I’ve been to Japan 8 times, where they have quakes all the time, but I have never felt one. I think that I was shopping or mowing the lawn yesterday. If I was in the car, then I doubt that I would feel it. Might have mistaken it for a pothole!
Have felt a number of rollers in San Diego. One memorable time was a very large one centered near Joshua Tree, it hit in the week morning hours. A young lady and I had just slipped between the sheets when it hit, she cling tight as our world rocked. 😉
Cling should have been clung, Siri did a switch-a-roo.

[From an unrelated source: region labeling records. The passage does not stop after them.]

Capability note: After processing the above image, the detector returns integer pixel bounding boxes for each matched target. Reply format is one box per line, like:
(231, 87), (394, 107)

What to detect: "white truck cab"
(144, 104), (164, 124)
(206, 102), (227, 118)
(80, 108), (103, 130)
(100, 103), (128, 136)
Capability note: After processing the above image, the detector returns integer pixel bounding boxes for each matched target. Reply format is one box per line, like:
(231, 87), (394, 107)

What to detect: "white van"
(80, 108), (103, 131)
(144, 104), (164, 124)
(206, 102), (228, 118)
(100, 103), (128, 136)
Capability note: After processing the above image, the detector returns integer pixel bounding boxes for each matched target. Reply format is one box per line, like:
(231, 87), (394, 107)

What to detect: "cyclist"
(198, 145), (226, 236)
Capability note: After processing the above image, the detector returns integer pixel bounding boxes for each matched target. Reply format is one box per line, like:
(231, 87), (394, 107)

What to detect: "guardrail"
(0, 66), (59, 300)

Oklahoma has been declared the earth quake center of America and I seldom notice them. Didn’t feel them anywhere else I lived. May notice one in some of the places my travels are to take me.
Love Jackie
Sand, I am smiling at that memory for you. In fact, I think I am laughing. And refraining from further comment. Love Jackie
OF due 1234-1254 CDT. emb
http://www.nps.gov/features/yell/webcam/oldFaithfulStreaming.html
In memory of sand’s memory…
https://www.youtube.com/watch?v=hoHuxpa4h48
Debbe 😉 I’m sure you never did any of that, back in the day. 😉
https://www.youtube.com/watch?v=ZeDtmbt4JS4
OF due 1417-1437 CDT. emb
http://www.nps.gov/features/yell/webcam/oldFaithfulStreaming.html
Great minds or at least mine works the same way as Ghosts. That is the very song I thought of but I was sitting in front of the garden center at Walmart when I was laughing at Sand. I was going to say, rock my world, Sand. Love, Jackie
I looked up the date and time of the quake: 2:47AM, Saturday, October 16, 1999. USGS states it was a 7.1 shaker, centered in the Josuha Tree National Park.